Integral using partial fraction

1. Jul 1, 2010

Telemachus

1. The problem statement, all variables and given/known data

I must solve using partial fractions:

$$\displaystyle\int_{}^{}\displaystyle\frac{dx}{8x^3+1}$$

3. The attempt at a solution

The only real root for the denominator: $$-\displaystyle\frac{1}{2}$$

Then $$8x^3+1=(x+\displaystyle\frac{1}{2})(8x^2-4x+2)$$

Then I did:

$$\displaystyle\frac{1}{(x+\displaystyle\frac{1}{2})(8x^2-4x+2)}=\displaystyle\frac{A}{(x+\displaystyle\frac{1}{2})}+\displaystyle\frac{Bx+C}{(8x^2-4x+2)}$$

I constructed the system:

$$A=\displaystyle\frac{1}{6}$$ $$B=\displaystyle\frac{-4}{3}$$ $$C=\displaystyle\frac{4}{3}$$

$$\displaystyle\int_{}^{}\displaystyle\frac{dx}{8x^3+1}=\displaystyle\frac{1}{6}\displaystyle\int_{}^{}\displaystyle\frac{dx}{(x+\displaystyle\frac{1}{2})}dx-\displaystyle\frac{4}{3}\displaystyle\int_{}^{}\displaystyle\frac{x-1}{(8x^2-4x+2)}dx$$

Completing the square $$8x^2-4x+2=8(x-\displaystyle\frac{1}{4})^2+\displaystyle\frac{3}{2}$$

$$\displaystyle\int_{}^{}\displaystyle\frac{x-1}{(8x^2-4x+2)}dx=\displaystyle\int_{}^{}\displaystyle\frac{x-1}{8(x-\displaystyle\frac{1}{4})^2+\displaystyle\frac{3}{2}}dx$$

$$\displaystyle\int_{}^{}\displaystyle\frac{x-1}{8(x-\displaystyle\frac{1}{4})^2+\displaystyle\frac{3}{2}}=\displaystyle\int_{}^{}\displaystyle\frac{x}{8(x-\displaystyle\frac{1}{4})^2+\displaystyle\frac{3}{2}}dx-\displaystyle\int_{}^{}\displaystyle\frac{1}{8(x-\displaystyle\frac{1}{4})^2+\displaystyle\frac{3}{2}}dx$$

$$t=x-\displaystyle\frac{1}{4}\Rightarrow{x=t+\displaystyle\frac{1}{4}}$$
$$dt=dx$$

$$\displaystyle\int_{}^{}\displaystyle\frac{x}{8(x-\displaystyle\frac{1}{4})^2+\displaystyle\frac{3}{2}}dx=\displaystyle\int_{}^{}\displaystyle\frac{t+\displaystyle\frac{1}{4}}{8t^2+\displaystyle\frac{3}{2}}dt=\displaystyle\frac{1}{8}\displaystyle\int_{}^{}\displaystyle\frac{t}{t^2+\displaystyle\frac{3}{2}}dt+\displaystyle\frac{1}{32}\displaystyle\int_{}^{}\displaystyle\frac{dt}{t^2+\displaystyle\frac{3}{2}}$$

Am I on the right way? Its too tedious. The statement says I must use partial fractions, but anyway if you see a simpler way of solving it let me know.

Last edited: Jul 1, 2010
2. Jul 1, 2010

Staff: Mentor

This is the correct approach.

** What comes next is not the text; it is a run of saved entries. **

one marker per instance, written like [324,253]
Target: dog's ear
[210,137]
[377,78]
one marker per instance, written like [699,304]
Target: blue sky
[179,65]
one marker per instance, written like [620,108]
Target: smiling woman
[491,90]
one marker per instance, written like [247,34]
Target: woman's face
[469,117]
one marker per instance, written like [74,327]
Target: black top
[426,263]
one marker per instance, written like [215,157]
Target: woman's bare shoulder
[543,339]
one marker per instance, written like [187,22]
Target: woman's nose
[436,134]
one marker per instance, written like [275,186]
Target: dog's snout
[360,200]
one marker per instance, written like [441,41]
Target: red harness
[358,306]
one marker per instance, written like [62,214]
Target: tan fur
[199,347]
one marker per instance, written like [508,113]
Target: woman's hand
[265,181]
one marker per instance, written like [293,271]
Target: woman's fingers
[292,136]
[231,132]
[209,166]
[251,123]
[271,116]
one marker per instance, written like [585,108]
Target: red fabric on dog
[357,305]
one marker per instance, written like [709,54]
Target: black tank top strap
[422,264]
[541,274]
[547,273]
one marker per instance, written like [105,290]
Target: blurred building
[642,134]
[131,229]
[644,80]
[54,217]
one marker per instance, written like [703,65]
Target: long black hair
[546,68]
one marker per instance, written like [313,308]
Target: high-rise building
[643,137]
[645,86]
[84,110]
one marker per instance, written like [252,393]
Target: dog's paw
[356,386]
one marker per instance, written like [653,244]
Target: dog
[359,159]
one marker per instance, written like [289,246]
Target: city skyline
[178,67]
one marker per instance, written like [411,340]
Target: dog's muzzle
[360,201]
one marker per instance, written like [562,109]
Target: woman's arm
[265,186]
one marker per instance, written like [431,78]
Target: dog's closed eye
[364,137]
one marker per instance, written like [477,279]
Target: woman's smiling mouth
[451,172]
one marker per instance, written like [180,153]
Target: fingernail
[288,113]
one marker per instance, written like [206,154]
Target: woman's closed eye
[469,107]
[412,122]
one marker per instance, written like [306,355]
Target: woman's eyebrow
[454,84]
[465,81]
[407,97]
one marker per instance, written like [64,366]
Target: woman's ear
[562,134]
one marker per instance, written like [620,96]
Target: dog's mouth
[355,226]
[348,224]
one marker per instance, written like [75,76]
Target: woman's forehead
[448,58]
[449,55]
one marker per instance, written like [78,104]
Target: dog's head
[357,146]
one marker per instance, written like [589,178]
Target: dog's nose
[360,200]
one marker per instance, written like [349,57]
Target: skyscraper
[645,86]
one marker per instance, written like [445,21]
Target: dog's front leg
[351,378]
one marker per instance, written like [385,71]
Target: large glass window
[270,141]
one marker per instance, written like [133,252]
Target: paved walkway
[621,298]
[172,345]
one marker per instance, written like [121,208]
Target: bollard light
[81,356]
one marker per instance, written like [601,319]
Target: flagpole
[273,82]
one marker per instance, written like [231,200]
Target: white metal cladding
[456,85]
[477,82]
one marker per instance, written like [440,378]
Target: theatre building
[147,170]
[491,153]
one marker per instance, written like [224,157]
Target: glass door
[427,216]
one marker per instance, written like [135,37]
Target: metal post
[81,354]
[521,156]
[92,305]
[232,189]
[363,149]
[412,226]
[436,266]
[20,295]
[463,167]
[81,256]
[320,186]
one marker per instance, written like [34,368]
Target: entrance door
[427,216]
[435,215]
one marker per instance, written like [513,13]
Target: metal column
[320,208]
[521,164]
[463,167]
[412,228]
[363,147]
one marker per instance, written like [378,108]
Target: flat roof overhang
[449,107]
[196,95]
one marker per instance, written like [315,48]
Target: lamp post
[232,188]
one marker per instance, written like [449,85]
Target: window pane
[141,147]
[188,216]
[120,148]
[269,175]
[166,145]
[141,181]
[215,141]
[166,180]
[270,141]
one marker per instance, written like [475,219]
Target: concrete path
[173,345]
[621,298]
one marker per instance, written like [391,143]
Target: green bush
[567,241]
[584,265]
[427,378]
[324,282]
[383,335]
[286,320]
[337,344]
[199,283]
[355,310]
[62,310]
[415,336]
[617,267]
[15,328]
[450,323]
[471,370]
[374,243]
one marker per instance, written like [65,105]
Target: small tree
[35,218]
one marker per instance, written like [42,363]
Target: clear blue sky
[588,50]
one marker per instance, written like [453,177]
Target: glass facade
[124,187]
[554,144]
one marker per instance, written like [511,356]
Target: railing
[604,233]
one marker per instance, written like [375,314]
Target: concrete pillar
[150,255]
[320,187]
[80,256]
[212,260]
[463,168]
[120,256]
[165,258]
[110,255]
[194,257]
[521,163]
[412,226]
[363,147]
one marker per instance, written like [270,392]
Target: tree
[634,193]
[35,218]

You might have made life a little easier on yourself by factoring 8x^3 + 1 into (2x + 1)(4x^2 -2x + 1), thereby eliminating at least some of the fractions.

3. Jul 1, 2010

Telemachus

Didn't realize of it. Thanks Mark44. Too many fractions really. Its killing me :P

4. Jul 1, 2010

The Chaz

This is the kind of problem that you shouls do once, for whatever reason (!), and then use a computer for afterward! Good luck. wolframalpha can verify your results, in case you weren't aware of that resource.